The disagreement poses a dilemma for supporters of gun control for which there is no clear answer: Is it better to teach wavering Democrats that there is a cost to voting against gun control, even if it jeopardizes Democratic control of the Senate, which is needed to enact gun control? Or is it better to maintain Democratic Senate control even if it means that some red-state Democrats are more likely to vote against gun control to protect their right flank?
President Obama took a position on this question in April, when he declined to lean heavily, or publically call out, the four Democratic senators who voted to block the expansion of background checks. While pundits attacked him as a weak leader, unable to sit down Alaska Sen. Mark Begich for a stiff drink, White House aides spoke privately about the importance of maintaining a Democratic Senate majority in 2014.

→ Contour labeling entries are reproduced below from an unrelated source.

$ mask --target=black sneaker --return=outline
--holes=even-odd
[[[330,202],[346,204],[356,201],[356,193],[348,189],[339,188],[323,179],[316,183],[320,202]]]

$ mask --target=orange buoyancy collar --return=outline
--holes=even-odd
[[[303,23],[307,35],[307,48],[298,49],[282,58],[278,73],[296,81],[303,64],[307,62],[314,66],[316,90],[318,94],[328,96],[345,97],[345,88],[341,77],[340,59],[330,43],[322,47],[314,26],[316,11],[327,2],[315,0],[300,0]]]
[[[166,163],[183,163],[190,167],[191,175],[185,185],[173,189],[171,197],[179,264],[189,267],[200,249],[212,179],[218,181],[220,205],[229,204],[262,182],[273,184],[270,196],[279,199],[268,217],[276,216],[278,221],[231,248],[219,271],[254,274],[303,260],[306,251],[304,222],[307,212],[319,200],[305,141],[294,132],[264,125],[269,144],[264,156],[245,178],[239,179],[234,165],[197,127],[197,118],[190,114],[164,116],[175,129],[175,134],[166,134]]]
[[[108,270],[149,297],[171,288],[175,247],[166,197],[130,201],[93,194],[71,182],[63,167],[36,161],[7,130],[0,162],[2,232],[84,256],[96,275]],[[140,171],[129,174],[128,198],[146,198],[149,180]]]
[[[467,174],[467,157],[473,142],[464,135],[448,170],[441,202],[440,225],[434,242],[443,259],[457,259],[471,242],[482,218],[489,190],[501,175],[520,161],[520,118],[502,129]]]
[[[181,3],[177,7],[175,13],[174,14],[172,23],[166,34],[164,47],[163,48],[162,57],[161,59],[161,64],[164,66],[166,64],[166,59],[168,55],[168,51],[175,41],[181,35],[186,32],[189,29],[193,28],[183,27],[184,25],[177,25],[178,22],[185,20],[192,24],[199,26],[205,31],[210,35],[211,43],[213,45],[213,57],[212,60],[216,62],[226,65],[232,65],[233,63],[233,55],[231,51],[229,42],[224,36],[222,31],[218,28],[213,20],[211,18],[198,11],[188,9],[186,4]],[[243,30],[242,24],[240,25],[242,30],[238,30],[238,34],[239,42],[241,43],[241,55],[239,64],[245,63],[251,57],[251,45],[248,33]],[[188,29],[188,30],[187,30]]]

Since then, however, Obama’s own political organization, Organizing for Action (OFA), has promised to bring pressure on the four defecting Democratic senators—Pryor, Begich, North Dakota’s Heidi Heitkamp and Montana’s Max Baucus. Jon Carson, the head of OFA, has said his volunteers are less concerned about hurting the reelection chances of Democrats than getting a background check bill through Congress. In recent weeks, the group has held phone banks in Alaska, Arkansas and North Dakota to inform residents of their Democratic senators’ votes against more gun control. OFA volunteers have also protested outside Baucus’s office in Bozeman, even though Baucus has announced that he will not run for reelection after his term expires.